Face aux épisodes de sécheresse de plus en plus récurrents depuis le début des années 19901, pour assurer la pérennité des exploitations bovines françaises avec une gestion optimale, il est intéressant pour les éleveurs de connaître les mesures à mettre en place. À cet égard, on peut distinguer plusieurs types de sécheresse : météorologique, déficit prolongé de précipitations ; agricole, déficit en eau des sols superficiels (entre 1 et 2 m de profondeur) ; ou hydrologique, niveaux anormalement bas des lacs, rivières ou nappes souterraines. La sécheresse agricole dépend des précipitations, de l’humidité, de la température de l’air, du vent mais aussi de la nature des plantes et des sols et de l’évapotranspiration des plantes. De même, la sécheresse hydrologique dépend des précipitations mais aussi de l’état du sol influant sur le ruissellement et l’infiltration.
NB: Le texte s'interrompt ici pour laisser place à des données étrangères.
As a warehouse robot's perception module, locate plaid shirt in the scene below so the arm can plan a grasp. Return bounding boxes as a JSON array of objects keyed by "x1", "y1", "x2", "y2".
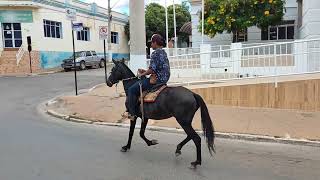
[{"x1": 149, "y1": 48, "x2": 170, "y2": 83}]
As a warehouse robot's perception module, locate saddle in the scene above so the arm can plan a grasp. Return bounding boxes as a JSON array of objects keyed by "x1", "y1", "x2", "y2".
[{"x1": 139, "y1": 84, "x2": 167, "y2": 103}]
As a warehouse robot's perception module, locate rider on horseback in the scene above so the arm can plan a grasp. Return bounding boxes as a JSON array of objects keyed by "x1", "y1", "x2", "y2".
[{"x1": 128, "y1": 34, "x2": 170, "y2": 119}]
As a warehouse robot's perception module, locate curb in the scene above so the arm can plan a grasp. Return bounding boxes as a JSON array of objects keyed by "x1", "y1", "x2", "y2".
[
  {"x1": 0, "y1": 70, "x2": 63, "y2": 78},
  {"x1": 46, "y1": 106, "x2": 320, "y2": 147}
]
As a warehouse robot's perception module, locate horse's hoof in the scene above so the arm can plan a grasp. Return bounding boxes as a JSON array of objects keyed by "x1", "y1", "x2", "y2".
[
  {"x1": 189, "y1": 161, "x2": 201, "y2": 169},
  {"x1": 120, "y1": 146, "x2": 130, "y2": 152},
  {"x1": 149, "y1": 139, "x2": 159, "y2": 146},
  {"x1": 176, "y1": 150, "x2": 181, "y2": 157}
]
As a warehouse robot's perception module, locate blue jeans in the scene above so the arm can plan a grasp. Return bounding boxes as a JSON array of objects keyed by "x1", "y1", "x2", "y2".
[{"x1": 128, "y1": 78, "x2": 153, "y2": 116}]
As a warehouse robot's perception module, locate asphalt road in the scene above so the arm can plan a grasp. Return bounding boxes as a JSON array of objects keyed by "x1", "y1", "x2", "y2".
[{"x1": 0, "y1": 70, "x2": 320, "y2": 180}]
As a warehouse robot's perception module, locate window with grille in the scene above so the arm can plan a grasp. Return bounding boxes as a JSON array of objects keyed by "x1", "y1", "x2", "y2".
[
  {"x1": 233, "y1": 29, "x2": 248, "y2": 42},
  {"x1": 261, "y1": 21, "x2": 294, "y2": 40},
  {"x1": 43, "y1": 19, "x2": 62, "y2": 39}
]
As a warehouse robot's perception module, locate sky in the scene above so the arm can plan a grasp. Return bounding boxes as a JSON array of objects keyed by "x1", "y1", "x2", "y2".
[{"x1": 81, "y1": 0, "x2": 183, "y2": 14}]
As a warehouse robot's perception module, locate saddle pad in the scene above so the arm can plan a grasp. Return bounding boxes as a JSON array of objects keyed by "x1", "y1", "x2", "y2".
[{"x1": 143, "y1": 85, "x2": 167, "y2": 103}]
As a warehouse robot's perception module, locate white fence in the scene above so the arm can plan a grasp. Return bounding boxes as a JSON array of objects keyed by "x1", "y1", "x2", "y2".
[{"x1": 169, "y1": 39, "x2": 320, "y2": 82}]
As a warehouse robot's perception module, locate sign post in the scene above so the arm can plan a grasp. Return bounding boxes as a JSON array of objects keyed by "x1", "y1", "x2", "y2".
[
  {"x1": 27, "y1": 36, "x2": 32, "y2": 74},
  {"x1": 99, "y1": 26, "x2": 108, "y2": 83},
  {"x1": 66, "y1": 9, "x2": 78, "y2": 96}
]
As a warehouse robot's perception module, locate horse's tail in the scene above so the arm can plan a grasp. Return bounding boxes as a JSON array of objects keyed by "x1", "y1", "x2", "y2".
[{"x1": 194, "y1": 93, "x2": 216, "y2": 155}]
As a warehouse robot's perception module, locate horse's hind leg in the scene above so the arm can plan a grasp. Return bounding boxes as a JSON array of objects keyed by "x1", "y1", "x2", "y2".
[
  {"x1": 176, "y1": 136, "x2": 191, "y2": 156},
  {"x1": 140, "y1": 119, "x2": 158, "y2": 146},
  {"x1": 121, "y1": 119, "x2": 137, "y2": 152},
  {"x1": 182, "y1": 123, "x2": 201, "y2": 168}
]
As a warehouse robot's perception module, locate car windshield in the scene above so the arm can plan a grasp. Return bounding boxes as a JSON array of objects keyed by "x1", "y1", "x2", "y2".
[{"x1": 69, "y1": 52, "x2": 83, "y2": 59}]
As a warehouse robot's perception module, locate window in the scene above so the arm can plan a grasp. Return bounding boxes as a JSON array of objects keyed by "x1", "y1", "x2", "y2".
[
  {"x1": 43, "y1": 20, "x2": 62, "y2": 39},
  {"x1": 77, "y1": 27, "x2": 90, "y2": 41},
  {"x1": 298, "y1": 0, "x2": 303, "y2": 28},
  {"x1": 86, "y1": 51, "x2": 91, "y2": 57},
  {"x1": 233, "y1": 29, "x2": 248, "y2": 42},
  {"x1": 111, "y1": 32, "x2": 119, "y2": 44},
  {"x1": 261, "y1": 21, "x2": 294, "y2": 40}
]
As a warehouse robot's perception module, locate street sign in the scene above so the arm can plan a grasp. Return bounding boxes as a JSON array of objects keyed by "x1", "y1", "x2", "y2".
[
  {"x1": 66, "y1": 8, "x2": 77, "y2": 21},
  {"x1": 72, "y1": 23, "x2": 83, "y2": 31},
  {"x1": 99, "y1": 26, "x2": 108, "y2": 40}
]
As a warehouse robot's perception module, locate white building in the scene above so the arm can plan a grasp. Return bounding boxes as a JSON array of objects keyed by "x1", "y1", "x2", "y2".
[
  {"x1": 190, "y1": 0, "x2": 320, "y2": 47},
  {"x1": 0, "y1": 0, "x2": 129, "y2": 73}
]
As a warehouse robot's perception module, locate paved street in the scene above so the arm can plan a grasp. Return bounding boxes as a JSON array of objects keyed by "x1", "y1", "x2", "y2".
[{"x1": 0, "y1": 70, "x2": 320, "y2": 180}]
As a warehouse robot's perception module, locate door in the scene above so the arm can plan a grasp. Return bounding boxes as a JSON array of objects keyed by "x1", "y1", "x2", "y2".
[{"x1": 2, "y1": 23, "x2": 22, "y2": 48}]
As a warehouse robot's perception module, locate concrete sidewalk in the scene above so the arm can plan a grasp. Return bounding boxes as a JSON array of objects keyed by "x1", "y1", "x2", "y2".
[{"x1": 47, "y1": 85, "x2": 320, "y2": 141}]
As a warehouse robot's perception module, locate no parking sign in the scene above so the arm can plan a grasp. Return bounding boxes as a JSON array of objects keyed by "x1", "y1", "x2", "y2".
[{"x1": 99, "y1": 26, "x2": 108, "y2": 40}]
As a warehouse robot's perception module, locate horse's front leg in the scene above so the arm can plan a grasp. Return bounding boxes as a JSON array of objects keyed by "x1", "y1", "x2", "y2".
[
  {"x1": 140, "y1": 119, "x2": 158, "y2": 146},
  {"x1": 121, "y1": 118, "x2": 137, "y2": 152}
]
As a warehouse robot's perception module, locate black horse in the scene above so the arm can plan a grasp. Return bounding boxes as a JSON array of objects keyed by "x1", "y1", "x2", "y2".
[{"x1": 107, "y1": 61, "x2": 215, "y2": 168}]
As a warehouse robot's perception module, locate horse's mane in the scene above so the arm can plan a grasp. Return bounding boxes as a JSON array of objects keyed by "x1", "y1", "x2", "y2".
[{"x1": 119, "y1": 62, "x2": 136, "y2": 77}]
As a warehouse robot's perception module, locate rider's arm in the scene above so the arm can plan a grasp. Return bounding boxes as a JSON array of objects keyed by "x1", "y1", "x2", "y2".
[{"x1": 140, "y1": 69, "x2": 153, "y2": 76}]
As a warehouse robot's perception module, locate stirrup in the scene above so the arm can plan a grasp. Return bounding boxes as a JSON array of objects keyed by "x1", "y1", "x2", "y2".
[{"x1": 121, "y1": 111, "x2": 129, "y2": 119}]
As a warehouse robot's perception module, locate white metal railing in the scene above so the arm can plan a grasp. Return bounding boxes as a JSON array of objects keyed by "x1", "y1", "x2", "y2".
[
  {"x1": 169, "y1": 39, "x2": 320, "y2": 82},
  {"x1": 16, "y1": 45, "x2": 24, "y2": 66}
]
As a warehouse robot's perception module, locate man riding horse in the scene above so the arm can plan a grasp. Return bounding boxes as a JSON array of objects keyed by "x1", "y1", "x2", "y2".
[
  {"x1": 128, "y1": 34, "x2": 170, "y2": 120},
  {"x1": 107, "y1": 35, "x2": 215, "y2": 168}
]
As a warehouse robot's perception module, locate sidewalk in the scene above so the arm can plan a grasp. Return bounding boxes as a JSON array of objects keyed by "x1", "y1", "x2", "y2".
[{"x1": 47, "y1": 84, "x2": 320, "y2": 141}]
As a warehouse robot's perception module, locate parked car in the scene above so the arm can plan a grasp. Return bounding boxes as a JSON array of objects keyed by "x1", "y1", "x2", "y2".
[{"x1": 61, "y1": 51, "x2": 106, "y2": 71}]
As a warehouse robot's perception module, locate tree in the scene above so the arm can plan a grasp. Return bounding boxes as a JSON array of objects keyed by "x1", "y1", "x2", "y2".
[{"x1": 198, "y1": 0, "x2": 285, "y2": 42}]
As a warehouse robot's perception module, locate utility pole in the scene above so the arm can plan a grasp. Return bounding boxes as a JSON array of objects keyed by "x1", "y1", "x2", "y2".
[
  {"x1": 164, "y1": 0, "x2": 169, "y2": 48},
  {"x1": 106, "y1": 0, "x2": 112, "y2": 65},
  {"x1": 201, "y1": 0, "x2": 204, "y2": 44},
  {"x1": 173, "y1": 0, "x2": 178, "y2": 49}
]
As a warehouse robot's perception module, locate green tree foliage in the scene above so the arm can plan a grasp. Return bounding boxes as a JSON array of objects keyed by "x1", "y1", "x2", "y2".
[{"x1": 198, "y1": 0, "x2": 285, "y2": 42}]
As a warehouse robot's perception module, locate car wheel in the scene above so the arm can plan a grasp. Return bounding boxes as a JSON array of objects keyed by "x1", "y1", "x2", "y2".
[
  {"x1": 80, "y1": 61, "x2": 86, "y2": 70},
  {"x1": 100, "y1": 59, "x2": 106, "y2": 68}
]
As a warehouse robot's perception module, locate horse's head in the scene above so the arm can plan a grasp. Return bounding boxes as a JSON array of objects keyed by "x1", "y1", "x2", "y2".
[{"x1": 107, "y1": 60, "x2": 134, "y2": 87}]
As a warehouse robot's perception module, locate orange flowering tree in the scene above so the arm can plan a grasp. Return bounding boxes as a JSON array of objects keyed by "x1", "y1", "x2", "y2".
[{"x1": 198, "y1": 0, "x2": 285, "y2": 42}]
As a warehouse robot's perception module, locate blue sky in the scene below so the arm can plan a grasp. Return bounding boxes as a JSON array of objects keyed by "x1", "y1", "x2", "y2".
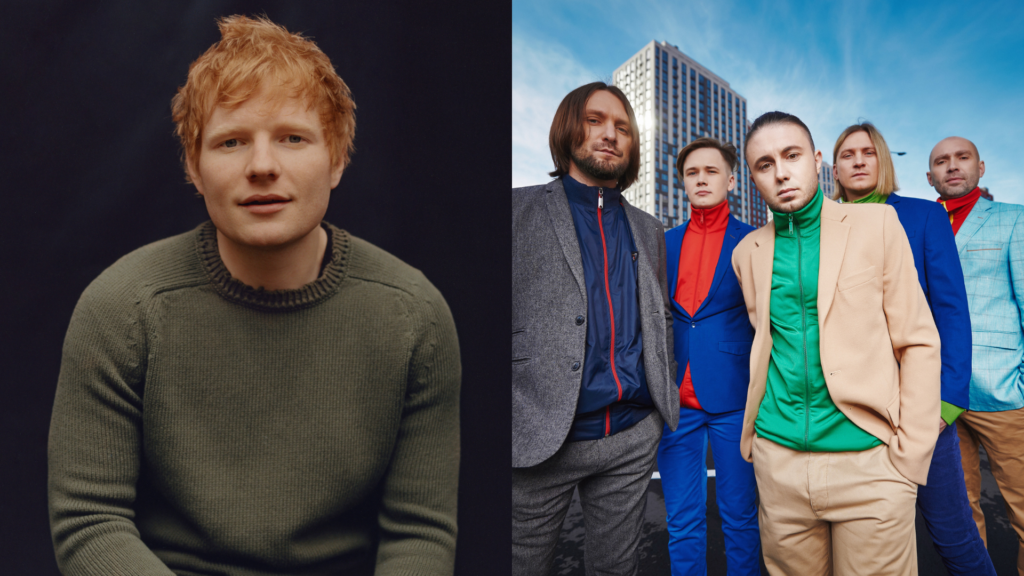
[{"x1": 512, "y1": 0, "x2": 1024, "y2": 204}]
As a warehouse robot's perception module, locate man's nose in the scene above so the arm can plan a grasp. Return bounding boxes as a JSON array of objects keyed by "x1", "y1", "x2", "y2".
[
  {"x1": 775, "y1": 163, "x2": 790, "y2": 182},
  {"x1": 246, "y1": 138, "x2": 281, "y2": 181},
  {"x1": 601, "y1": 122, "x2": 618, "y2": 141}
]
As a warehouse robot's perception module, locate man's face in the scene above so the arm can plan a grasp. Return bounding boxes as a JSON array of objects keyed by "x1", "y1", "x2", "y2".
[
  {"x1": 928, "y1": 136, "x2": 985, "y2": 200},
  {"x1": 834, "y1": 130, "x2": 879, "y2": 199},
  {"x1": 683, "y1": 148, "x2": 736, "y2": 208},
  {"x1": 746, "y1": 122, "x2": 821, "y2": 213},
  {"x1": 571, "y1": 90, "x2": 633, "y2": 188},
  {"x1": 188, "y1": 86, "x2": 344, "y2": 249}
]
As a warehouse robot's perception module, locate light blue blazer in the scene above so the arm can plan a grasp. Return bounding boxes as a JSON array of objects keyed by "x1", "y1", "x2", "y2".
[{"x1": 956, "y1": 198, "x2": 1024, "y2": 412}]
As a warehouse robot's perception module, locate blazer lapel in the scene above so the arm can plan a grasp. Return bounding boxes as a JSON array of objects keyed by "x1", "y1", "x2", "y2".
[
  {"x1": 665, "y1": 220, "x2": 690, "y2": 318},
  {"x1": 956, "y1": 198, "x2": 992, "y2": 254},
  {"x1": 818, "y1": 202, "x2": 850, "y2": 324},
  {"x1": 693, "y1": 214, "x2": 739, "y2": 318},
  {"x1": 544, "y1": 179, "x2": 587, "y2": 302}
]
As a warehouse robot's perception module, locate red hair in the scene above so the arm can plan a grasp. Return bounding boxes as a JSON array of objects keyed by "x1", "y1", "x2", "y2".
[{"x1": 171, "y1": 15, "x2": 355, "y2": 179}]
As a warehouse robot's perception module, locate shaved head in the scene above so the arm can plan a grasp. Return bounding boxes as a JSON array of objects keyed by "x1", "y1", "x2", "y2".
[
  {"x1": 928, "y1": 136, "x2": 985, "y2": 200},
  {"x1": 928, "y1": 136, "x2": 980, "y2": 167}
]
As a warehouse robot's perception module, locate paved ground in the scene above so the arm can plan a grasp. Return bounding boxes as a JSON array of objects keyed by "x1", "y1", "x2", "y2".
[{"x1": 552, "y1": 440, "x2": 1017, "y2": 576}]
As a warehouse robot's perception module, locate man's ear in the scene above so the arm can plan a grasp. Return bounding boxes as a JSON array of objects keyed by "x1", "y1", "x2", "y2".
[{"x1": 185, "y1": 158, "x2": 203, "y2": 196}]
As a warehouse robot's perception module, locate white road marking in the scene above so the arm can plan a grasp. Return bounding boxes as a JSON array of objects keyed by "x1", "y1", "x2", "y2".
[{"x1": 650, "y1": 468, "x2": 715, "y2": 480}]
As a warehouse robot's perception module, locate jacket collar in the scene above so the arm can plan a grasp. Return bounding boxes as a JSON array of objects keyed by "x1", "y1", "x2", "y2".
[
  {"x1": 956, "y1": 198, "x2": 992, "y2": 254},
  {"x1": 544, "y1": 178, "x2": 587, "y2": 302}
]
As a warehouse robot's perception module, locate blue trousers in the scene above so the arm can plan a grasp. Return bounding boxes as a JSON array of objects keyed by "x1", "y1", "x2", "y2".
[
  {"x1": 917, "y1": 422, "x2": 995, "y2": 576},
  {"x1": 657, "y1": 408, "x2": 761, "y2": 576}
]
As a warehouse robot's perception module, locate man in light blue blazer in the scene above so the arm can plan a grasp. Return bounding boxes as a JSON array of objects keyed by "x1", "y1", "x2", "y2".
[{"x1": 928, "y1": 136, "x2": 1024, "y2": 575}]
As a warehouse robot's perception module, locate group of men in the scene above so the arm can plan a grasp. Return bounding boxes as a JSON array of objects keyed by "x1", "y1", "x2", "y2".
[{"x1": 512, "y1": 82, "x2": 1024, "y2": 575}]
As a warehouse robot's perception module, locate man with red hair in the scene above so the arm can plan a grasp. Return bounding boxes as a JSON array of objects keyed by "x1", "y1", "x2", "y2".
[{"x1": 49, "y1": 16, "x2": 461, "y2": 575}]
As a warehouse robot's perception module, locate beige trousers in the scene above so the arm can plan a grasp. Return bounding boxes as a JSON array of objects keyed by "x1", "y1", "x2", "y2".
[
  {"x1": 754, "y1": 438, "x2": 918, "y2": 576},
  {"x1": 956, "y1": 408, "x2": 1024, "y2": 576}
]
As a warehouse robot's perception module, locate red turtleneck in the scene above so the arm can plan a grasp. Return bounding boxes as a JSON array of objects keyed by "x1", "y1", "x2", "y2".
[
  {"x1": 939, "y1": 187, "x2": 981, "y2": 236},
  {"x1": 674, "y1": 201, "x2": 729, "y2": 410}
]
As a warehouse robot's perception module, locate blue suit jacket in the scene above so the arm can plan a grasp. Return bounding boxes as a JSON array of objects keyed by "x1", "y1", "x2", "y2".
[
  {"x1": 665, "y1": 214, "x2": 754, "y2": 413},
  {"x1": 942, "y1": 198, "x2": 1024, "y2": 412},
  {"x1": 886, "y1": 194, "x2": 975, "y2": 410}
]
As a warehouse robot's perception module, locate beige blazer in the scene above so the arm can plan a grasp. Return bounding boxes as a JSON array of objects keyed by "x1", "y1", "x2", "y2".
[{"x1": 732, "y1": 194, "x2": 942, "y2": 484}]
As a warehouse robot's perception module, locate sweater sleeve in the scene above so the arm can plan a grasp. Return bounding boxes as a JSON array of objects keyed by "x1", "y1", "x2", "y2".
[
  {"x1": 376, "y1": 276, "x2": 462, "y2": 576},
  {"x1": 48, "y1": 276, "x2": 173, "y2": 576}
]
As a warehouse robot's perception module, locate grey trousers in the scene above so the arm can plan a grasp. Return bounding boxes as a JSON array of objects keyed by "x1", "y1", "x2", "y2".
[{"x1": 512, "y1": 410, "x2": 662, "y2": 576}]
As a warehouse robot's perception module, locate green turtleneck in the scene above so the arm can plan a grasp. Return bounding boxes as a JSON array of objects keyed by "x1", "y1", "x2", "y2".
[{"x1": 754, "y1": 188, "x2": 882, "y2": 452}]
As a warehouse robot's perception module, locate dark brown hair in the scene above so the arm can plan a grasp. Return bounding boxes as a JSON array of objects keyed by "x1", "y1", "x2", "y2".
[
  {"x1": 676, "y1": 136, "x2": 739, "y2": 179},
  {"x1": 548, "y1": 82, "x2": 640, "y2": 190},
  {"x1": 746, "y1": 111, "x2": 816, "y2": 154}
]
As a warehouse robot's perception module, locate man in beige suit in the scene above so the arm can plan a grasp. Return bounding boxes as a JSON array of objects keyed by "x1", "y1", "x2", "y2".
[{"x1": 732, "y1": 112, "x2": 941, "y2": 576}]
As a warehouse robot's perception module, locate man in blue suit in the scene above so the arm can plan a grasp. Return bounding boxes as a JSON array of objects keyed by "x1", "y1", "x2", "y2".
[
  {"x1": 657, "y1": 137, "x2": 761, "y2": 576},
  {"x1": 928, "y1": 136, "x2": 1024, "y2": 575},
  {"x1": 833, "y1": 122, "x2": 995, "y2": 576}
]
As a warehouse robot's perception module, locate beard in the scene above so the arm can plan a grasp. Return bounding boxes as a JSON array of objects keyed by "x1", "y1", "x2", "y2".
[{"x1": 572, "y1": 146, "x2": 630, "y2": 182}]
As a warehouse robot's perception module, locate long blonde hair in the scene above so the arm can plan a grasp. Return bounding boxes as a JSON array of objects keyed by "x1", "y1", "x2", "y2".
[{"x1": 833, "y1": 122, "x2": 899, "y2": 202}]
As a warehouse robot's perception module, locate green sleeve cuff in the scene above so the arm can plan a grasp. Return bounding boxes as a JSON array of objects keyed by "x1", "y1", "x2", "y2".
[{"x1": 942, "y1": 401, "x2": 966, "y2": 425}]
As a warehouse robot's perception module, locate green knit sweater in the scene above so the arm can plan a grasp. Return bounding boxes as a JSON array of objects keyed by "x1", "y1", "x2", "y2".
[{"x1": 49, "y1": 222, "x2": 461, "y2": 576}]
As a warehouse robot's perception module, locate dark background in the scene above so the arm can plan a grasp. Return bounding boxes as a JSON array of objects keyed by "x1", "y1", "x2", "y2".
[{"x1": 0, "y1": 0, "x2": 511, "y2": 575}]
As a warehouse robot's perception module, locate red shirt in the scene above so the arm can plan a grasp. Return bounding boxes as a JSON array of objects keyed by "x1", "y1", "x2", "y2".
[
  {"x1": 673, "y1": 202, "x2": 729, "y2": 410},
  {"x1": 938, "y1": 187, "x2": 981, "y2": 236}
]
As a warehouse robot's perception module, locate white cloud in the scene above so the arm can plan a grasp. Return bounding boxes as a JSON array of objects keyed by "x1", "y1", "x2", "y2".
[{"x1": 512, "y1": 34, "x2": 598, "y2": 188}]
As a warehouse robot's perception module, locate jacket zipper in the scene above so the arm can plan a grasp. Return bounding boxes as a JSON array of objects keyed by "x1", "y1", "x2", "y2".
[
  {"x1": 790, "y1": 214, "x2": 811, "y2": 450},
  {"x1": 687, "y1": 210, "x2": 708, "y2": 311},
  {"x1": 597, "y1": 188, "x2": 623, "y2": 436}
]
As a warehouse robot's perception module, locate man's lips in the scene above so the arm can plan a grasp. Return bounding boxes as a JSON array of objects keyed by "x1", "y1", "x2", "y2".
[{"x1": 239, "y1": 194, "x2": 291, "y2": 214}]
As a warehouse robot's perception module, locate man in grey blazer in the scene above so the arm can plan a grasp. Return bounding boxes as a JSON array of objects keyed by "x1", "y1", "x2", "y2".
[{"x1": 512, "y1": 82, "x2": 679, "y2": 576}]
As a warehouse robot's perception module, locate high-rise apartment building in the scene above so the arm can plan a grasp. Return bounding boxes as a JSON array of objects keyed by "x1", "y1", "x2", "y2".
[
  {"x1": 818, "y1": 160, "x2": 836, "y2": 198},
  {"x1": 612, "y1": 40, "x2": 767, "y2": 228}
]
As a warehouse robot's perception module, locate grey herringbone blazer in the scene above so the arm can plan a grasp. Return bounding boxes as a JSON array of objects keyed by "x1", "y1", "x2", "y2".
[{"x1": 512, "y1": 179, "x2": 679, "y2": 467}]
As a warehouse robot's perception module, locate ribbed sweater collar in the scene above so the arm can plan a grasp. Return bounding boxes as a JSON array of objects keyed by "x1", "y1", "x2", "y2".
[
  {"x1": 772, "y1": 187, "x2": 824, "y2": 238},
  {"x1": 196, "y1": 221, "x2": 350, "y2": 312},
  {"x1": 686, "y1": 200, "x2": 729, "y2": 234}
]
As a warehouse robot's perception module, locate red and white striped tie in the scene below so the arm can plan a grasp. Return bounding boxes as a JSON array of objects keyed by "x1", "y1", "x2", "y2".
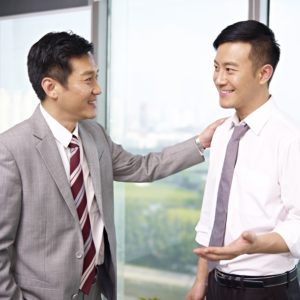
[{"x1": 69, "y1": 135, "x2": 96, "y2": 295}]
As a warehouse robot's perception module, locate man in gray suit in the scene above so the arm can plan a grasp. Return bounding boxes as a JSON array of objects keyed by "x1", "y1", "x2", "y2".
[{"x1": 0, "y1": 32, "x2": 221, "y2": 300}]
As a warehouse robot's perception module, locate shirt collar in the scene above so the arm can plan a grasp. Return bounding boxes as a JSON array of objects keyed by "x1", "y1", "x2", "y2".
[
  {"x1": 40, "y1": 104, "x2": 79, "y2": 148},
  {"x1": 228, "y1": 97, "x2": 275, "y2": 135}
]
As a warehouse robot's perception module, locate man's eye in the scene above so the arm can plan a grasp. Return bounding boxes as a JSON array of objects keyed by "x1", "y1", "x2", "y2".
[{"x1": 226, "y1": 68, "x2": 235, "y2": 73}]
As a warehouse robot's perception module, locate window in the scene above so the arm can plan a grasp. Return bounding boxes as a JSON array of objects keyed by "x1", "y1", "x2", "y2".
[
  {"x1": 109, "y1": 0, "x2": 248, "y2": 300},
  {"x1": 270, "y1": 0, "x2": 300, "y2": 123}
]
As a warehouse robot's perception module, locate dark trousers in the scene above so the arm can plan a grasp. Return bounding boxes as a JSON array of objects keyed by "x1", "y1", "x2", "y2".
[{"x1": 206, "y1": 271, "x2": 300, "y2": 300}]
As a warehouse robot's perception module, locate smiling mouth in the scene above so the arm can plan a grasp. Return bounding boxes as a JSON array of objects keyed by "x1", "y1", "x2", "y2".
[{"x1": 219, "y1": 90, "x2": 234, "y2": 96}]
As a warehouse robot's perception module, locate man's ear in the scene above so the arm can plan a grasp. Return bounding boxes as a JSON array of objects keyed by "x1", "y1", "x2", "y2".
[
  {"x1": 259, "y1": 64, "x2": 274, "y2": 84},
  {"x1": 41, "y1": 77, "x2": 58, "y2": 100}
]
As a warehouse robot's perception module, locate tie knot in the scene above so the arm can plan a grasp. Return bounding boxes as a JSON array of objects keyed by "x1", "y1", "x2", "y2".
[
  {"x1": 231, "y1": 124, "x2": 249, "y2": 141},
  {"x1": 69, "y1": 135, "x2": 79, "y2": 149}
]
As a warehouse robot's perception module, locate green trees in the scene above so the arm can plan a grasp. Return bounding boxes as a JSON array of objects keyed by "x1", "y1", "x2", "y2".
[{"x1": 125, "y1": 168, "x2": 204, "y2": 273}]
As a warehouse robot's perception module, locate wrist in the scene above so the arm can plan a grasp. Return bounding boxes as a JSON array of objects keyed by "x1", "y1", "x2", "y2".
[{"x1": 195, "y1": 136, "x2": 205, "y2": 155}]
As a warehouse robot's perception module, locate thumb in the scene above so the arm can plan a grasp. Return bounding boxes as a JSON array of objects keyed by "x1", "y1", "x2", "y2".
[{"x1": 242, "y1": 231, "x2": 256, "y2": 244}]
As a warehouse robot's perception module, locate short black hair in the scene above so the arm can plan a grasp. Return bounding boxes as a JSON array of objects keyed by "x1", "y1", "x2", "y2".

À quel moment complémenter ?

Or, même en l’absence d’épisodes de sécheresse avérés, la gestion du manque d’herbe en été est désormais devenue la règle sur une grande partie du territoire. C’est pourquoi, l’éleveur peut agir par complémentation des bovins. En premier lieu, celle-ci doit être mise en place pour préserver le capital « fourrages » et non pas le capital « animaux ». En effet, si les pâtures ont été surpâturées, cela compromettra fortement le potentiel de repousse lors de la période de stress hydrique, mais également lors de la reprise des précipitations après l’été. En second lieu, comme l’a indiqué Julien Clément, en situation de sécheresse avérée et d’absence de pousse d’herbe, on pourra conseiller à l’éleveur de « sacrifier » quelques parcelles « parking » proches de l’exploitation contenant si possible des zones ombragées et où l’abreuvement est le plus aisé, afin de préserver les autres parcelles du surpâturage. D’ailleurs, en cas de pâturage continu, il est recommandé de ne pas hésiter à clôturer une portion de la parcelle sur laquelle on va maintenir les vaches pour les alimenter.

Qui complémenter ?

En ce qui concerne les animaux, lorsque la situation de sécheresse est constatée et que le déficit fourrager est à craindre, il est primordial pour l’éleveur d’adapter son cheptel à ce défi. Pour cela, le conférencier conseille à l’éleveur de détecter au plus vite les vaches à réformer par la réalisation d’échographies, de faire partir un peu plus tôt les vaches proches de la réforme s’il y en a, et de placer un maximum de bovins en situation de besoins physiologiques « minimaux ». Ainsi, sevrer précocement les veaux à partir de 6 mois d’âge permettra de placer leurs mères dans un lot déjà constitué de vaches non laitières et de vaches en début de gestation (jusqu’à 7 mois de gestation) que l’on pourra sous-alimenter avec le moins de conséquences zootechniques possibles. Il peut être intéressant pour le vétérinaire de considérer avec l’éleveur les différents lots d’animaux présents et de voir ce qu’ils peuvent supporter en termes de sous-alimentation.

Des besoins variés

En élevage allaitant, il est important que les vaches suitées, les jeunes veaux (surtout les mâles), les génisses de 12-18 mois en vêlages précoces (avant 32 mois) ainsi que les vaches en fin de gestation (2 derniers mois) ne soient pas sous-alimentées (ou peu…). Pour les autres animaux (vaches taries, gestantes et génisses gestantes jusqu’au 7e mois, génisses de renouvellement en vêlage tardif), si l’on surveille leur état corporel, ils pourront puiser dans leurs réserves avec un impact zootechnique limité. Toutefois, en dessous d’un état corporel de 1,75 à 2, il deviendra dangereux de continuer à faire maigrir l’animal, met en garde le conférencier. En élevage laitier, toutes les catégories d’animaux devront être complémentées correctement, que ce soit les laitières (sous peine de sous-production), les taries (pas d’amaigrissement durant le tarissement) ou les génisses (car les vêlages précoces sont quasi systématiques de nos jours). Le travail du vétérinaire sera de faire prendre conscience à l’éleveur que les catégories d’animaux non productifs (taries et génisses) ne doivent pas être négligées même en ces temps difficiles, a indiqué Julien Clément.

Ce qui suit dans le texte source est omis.